The Museum of London Docklands is a must-see family-friendly museum on the Isle of Dogs in east London that tells the history of the River Thames and the growth of Docklands. Courtesy photo

1. Surrey Docks Farm

Yes, a real farm. In the heart of London. All around here you’ll find great views of the river, new retail, small museums and an interesting mix of housing—from modest single family homes, low-rise apartment blocks and ritzy condos in converted waterfront warehouses. (The Doubletree Hotel, Rotherhithe is in the heart of the neighborhood, and you can read more about the history of the area at the Docklands museum.)

If urban farms is your thing, look for Hackney City Farm, near Victoria Park on the north side of the river, which is in striking distance of Regents Canal and the London Stadium.

2. Greenwich Foot Tunnel

One of two dedicated foot tunnels under the Thames, the Greenwich foot tunnel took us in ten minutes from the bustling heart of Greenwich by the old tea clipper, the Cutty Sark, to the north bank of the Thames, where you can continue by foot or bike along the Thames Path. In Greenwich we lunched at the charming French bistro aptly-named Fromage + Champagne, which is minutes from Greenwich dock (do make time for a Thames cruise, which arrive/depart from here throughout the day headed up and downstream), the Naval College and Greenwich Observatory and Meridian. Along the block from the bistro, I dropped in on the oddly named London Shabby Chic. Not one for souvenir stores, I found a tasteful selection among its crowded shelves.

Greenwich, on the Thames in east London, is easy to access and full of interesting sites, including the Naval Colleges, the Observatory and Meridian. Photo courtesy London & Partners

3. Thames Path

We followed part of this 180-mile route from the north entrance of the Greenwich foot tunnel across the Isle of Dogs to the London Museum of Docklands. Keep an eye out for the path’s distinctive blue signage along both the north and south shores of the river.

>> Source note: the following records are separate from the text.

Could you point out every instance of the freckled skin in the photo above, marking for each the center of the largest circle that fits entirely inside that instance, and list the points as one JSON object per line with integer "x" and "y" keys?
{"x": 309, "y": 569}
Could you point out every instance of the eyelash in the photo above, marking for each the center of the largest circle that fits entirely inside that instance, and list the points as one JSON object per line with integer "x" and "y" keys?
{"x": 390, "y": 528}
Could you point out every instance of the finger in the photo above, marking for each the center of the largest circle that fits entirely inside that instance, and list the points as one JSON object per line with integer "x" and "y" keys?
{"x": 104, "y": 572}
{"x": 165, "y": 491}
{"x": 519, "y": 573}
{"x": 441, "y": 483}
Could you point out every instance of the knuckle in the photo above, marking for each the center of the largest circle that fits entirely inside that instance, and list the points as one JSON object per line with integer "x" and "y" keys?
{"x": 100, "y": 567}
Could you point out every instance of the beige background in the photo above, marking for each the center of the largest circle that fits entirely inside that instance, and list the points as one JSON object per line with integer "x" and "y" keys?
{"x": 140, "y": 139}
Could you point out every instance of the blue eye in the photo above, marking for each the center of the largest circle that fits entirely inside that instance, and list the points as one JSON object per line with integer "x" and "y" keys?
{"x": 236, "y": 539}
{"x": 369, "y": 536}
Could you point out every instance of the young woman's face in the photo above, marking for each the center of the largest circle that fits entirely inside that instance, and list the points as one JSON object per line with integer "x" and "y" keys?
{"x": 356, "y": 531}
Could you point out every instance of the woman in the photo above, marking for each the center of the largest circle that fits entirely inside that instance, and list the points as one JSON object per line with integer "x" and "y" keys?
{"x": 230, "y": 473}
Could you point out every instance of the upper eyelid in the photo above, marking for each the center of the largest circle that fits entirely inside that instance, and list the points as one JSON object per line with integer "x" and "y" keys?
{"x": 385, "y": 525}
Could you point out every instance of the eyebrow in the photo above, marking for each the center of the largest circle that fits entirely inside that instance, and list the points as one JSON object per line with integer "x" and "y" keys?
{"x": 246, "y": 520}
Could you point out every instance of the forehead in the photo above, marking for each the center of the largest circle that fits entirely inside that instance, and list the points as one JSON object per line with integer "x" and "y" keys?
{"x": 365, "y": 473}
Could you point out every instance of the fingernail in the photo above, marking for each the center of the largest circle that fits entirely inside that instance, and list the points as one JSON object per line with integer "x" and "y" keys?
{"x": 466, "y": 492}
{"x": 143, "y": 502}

4. Museum of London Docklands

Canary Wharf is known for its massive modern highrises — yet, nestled among them sits one of the original docklands warehouses, now home to the London Museum of Docklands. They have walking tours, kids activities, and it’s close to Tube and DLR. Free, but we strongly recommend making the £5 donation. This is a spot we’ll visit again.

For a fabulous view of the city, cross over London’s River Thames on the Jubilee footbridge after seeing the south bank sites. Photo Yulia Chinato on Unsplash

5. Tate to Tate by Boat

The ugly side of colonialism, the slave trade and plantation life is vividly documented at the Museum of London Docklands. Further upstream along the Thames, you’ll find an example of the philanthropy of one of the wealthiest British sugar barons, Henry Tate—whose fortune endowed the Tate art galleries. Their contrasting collections—-traditional at the older Tate Britain and contemporary at the South Bank’s Tate Modern—means visiting both makes for an intriguing day. And, thanks to the Tate Boat, the trip between the two is easy and fun. We reached Tate Britain by the C10 bus from Victoria Station, but it’s also an interesting 15-20 minute walk from Victoria through Pimlico if you prefer. And, at the other end of your boat trip, there’s much to explore around Tate Modern, including Shakespeare’s Globe theater, Southwark Cathedral, Borough Market (go hungry!) and the Golden Hinde; or you can head across the Jubilee footbridge past St. Paul’s to the Museum of London, the sister to the Museum of London Docklands.


Cover photo Benjamin Davies on Unsplash

Julie Tereshchuk is the Editor-in-Chief of Texas Lifestyle Magazine. Raised in England, she makes frequent trips to London from her home in Austin, Texas.